Statistic significant difference of examined cell types in control and test group.

Statistics:

The significance of difference was assessed by CHI-Square test.

Results and discussion

Additional information on results:

In all dosage groups the percentage of cells displaying anomalies of nuclei did not differ significantly from the negative control. By contrast, the positive control (cyclophosphamide, 128 mg/kg bw) yielded a marked increase of the percentage of cells with anomalies. Here the mean percentage of anomalies was 7.2, whereas the negative control yielded a percentage of 0.17. The difference is highly significant (p<0.05).
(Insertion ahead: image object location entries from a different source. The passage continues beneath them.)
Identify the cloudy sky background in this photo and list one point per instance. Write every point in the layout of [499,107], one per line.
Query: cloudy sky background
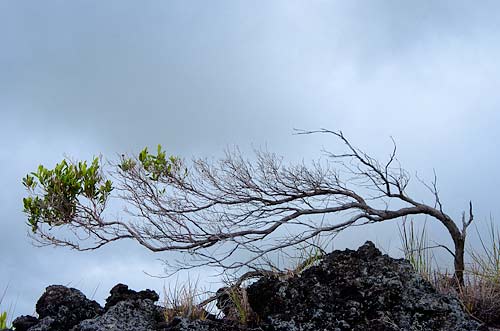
[87,77]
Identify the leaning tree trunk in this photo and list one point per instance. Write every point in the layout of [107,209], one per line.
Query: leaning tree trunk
[459,259]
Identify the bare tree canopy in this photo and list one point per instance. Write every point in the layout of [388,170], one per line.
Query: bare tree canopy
[212,210]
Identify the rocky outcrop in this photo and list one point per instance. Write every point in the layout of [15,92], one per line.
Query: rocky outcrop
[64,309]
[347,290]
[59,309]
[356,290]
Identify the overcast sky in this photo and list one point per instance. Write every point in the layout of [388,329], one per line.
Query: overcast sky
[81,78]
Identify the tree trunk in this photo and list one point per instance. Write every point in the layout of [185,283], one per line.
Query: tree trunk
[459,259]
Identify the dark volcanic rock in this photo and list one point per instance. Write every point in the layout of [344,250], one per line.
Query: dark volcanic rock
[137,315]
[60,308]
[347,290]
[121,292]
[356,290]
[23,323]
[184,324]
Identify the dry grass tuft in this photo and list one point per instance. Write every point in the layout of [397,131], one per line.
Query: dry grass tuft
[183,301]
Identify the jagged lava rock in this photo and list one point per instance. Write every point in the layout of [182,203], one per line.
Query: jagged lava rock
[121,292]
[356,290]
[60,308]
[137,315]
[23,323]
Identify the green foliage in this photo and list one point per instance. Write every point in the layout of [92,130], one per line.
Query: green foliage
[3,320]
[155,166]
[61,188]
Any other information on results incl. tables

Table 1: Percent of cells with anomalies of nuclei, 24 h after second application of test substance.
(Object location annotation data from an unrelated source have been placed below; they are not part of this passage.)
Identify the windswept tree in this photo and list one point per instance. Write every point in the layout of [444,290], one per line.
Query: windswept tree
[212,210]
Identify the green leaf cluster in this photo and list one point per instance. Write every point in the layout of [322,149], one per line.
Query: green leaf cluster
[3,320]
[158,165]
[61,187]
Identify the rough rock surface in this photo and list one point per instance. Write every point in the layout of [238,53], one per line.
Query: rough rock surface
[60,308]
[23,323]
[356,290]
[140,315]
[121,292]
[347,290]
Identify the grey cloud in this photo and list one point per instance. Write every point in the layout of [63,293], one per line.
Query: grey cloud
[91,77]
	Number of animal	Sex of animals	Single Jolly-Bodies	Fragments of nuclei in erythrocytes	Micronuclei in erythroblasts	Micronuclei in leucopoietic cells	Polyploid cells	Totals
Vehicle control	1	F	0.2					0.2
	2	F	0.2					0.2
	3	F	0.1					0.1
	4	M						0.0
	5	M	0.2					0.2
	6	M	0.3					0.3
Cyclophosphamide, 128 mg/kg bw	1	F	7.7	0.3	1	0.3		9.3
	2	F	6.5	0.2	1.5	0.8	0.1	9.1
	3	F	7.9	0.7	0.3	0.1		9.0
	4	M	4.9	0.2	0.7	0.1	0.1	6.0
	5	M	3.9		0.4	0.4		4.7
	6	M	4.6	0.2	0.3	0.1		5.2
Test substance, 1250 mg/kg bw	1	F						0.0
	2	F	0.1					0.1
	3	F	0.1					0.1
	4	M				0.1		0.1
	5	M						0.0
	6	M	0.1					0.1
Test substance,2500 mg/kg bw	1	F	0.1					0.1
	2	F						0.0
	3	F						0.0
	4	M	0.1					0.1
	5	M						0.0
	6	M						0.0
Test substance, 5000 mg/kg bw	1	F	0.1					0.1
	2	F						0.0
	3	F	0.2					0.2
	4	M						0.0
	5	M	0.1					0.1
	6	M	0.1					0.1

Applicant's summary and conclusion

Conclusions:

The test substance did not show any genotoxic potential under the test conditions chosen.

Executive summary:

The test article's clastogenic potential was determined in a nucleus anomaly test in Chinese hamsters. The test substance was administered by gavage to 6 male and female Chinese hamsters. Treatment consisted of one daily dose of 1250, 2500 or 5000 mg/kg bw on each of two consecutive days. The animals were sacrificed 24 h after the second application. From the bone marrow smears were made and interphase cells were observed for anomalies. In all dosage groups the percentage of cells displaying anomalies of nuclei did not differ significantly from the negative control. Thus, the test substance did not show any genotoxic potential under the test conditions chosen.